In many urban areas, he said, population growth is forcing the construction of housing tracts and schools near busy roadways, so that many children live and attend school close to major sources of air pollution.
"In view of the magnitude of the reported effects and the importance of lung function as a determinant of adult morbidity and mortality, reduction of exposure to traffic-related air pollutants could lead to substantial public-health benefits," Dr. Gauderman's team concluded.

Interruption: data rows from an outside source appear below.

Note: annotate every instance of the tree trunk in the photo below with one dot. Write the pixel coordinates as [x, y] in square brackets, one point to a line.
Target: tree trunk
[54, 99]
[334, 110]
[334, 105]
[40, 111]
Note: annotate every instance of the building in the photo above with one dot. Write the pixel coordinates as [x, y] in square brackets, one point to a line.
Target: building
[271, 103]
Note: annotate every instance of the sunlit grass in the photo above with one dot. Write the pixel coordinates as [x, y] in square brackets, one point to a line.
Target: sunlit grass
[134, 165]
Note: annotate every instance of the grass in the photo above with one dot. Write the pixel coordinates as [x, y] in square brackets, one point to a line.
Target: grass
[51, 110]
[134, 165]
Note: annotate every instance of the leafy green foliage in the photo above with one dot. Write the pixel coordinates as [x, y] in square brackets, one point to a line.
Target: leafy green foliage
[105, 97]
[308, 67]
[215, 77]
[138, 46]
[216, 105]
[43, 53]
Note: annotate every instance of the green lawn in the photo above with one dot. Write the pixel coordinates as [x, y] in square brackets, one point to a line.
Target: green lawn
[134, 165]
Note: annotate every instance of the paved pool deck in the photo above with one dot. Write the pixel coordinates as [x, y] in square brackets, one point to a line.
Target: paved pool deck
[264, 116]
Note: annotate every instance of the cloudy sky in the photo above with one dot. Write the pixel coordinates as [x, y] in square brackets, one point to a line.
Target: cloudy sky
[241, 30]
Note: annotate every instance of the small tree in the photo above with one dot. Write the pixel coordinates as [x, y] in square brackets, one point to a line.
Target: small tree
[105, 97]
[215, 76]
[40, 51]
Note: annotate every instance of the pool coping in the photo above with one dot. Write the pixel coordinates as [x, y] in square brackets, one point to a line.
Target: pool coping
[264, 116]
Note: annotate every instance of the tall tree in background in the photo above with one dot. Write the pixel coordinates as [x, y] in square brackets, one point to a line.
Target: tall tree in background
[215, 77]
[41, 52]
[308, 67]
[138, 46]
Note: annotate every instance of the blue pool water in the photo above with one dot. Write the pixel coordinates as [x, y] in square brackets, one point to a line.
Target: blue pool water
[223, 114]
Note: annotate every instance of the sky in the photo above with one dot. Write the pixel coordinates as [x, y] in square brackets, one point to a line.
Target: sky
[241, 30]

In an accompanying comment, Thomas Sandstrm, M.D., of University Hospital in Ume, Sweden, and Bert Brunekreef, Ph.D., of the University of Utrecht in The Netherlands, wrote that although the researchers did all they could to take socioeconomic factors into account, the effect that social factors might have on lung function growth is difficult to define, and the possibility for residual confounding remains.
Another issue, they said, is school location. The study covered an age range when these children would have attended secondary school, and a line of study would have been to measure what preceding exposures at younger ages might have contributed to the deficits. The density and composition of traffic could also have been examined, but the study's power would have been insufficient to address these additional questions.
However, they said, these questions should not distract from the major achievement of follow-up of such a large group of children.
The findings by Dr. Gauderman and colleagues, combined with previous epidemiological studies, lead to "important questions for society about the structure of the transportation system, engine, fuels, combustion, and road dust in urban areas," Drs. Sandstrm and Brunekreef concluded.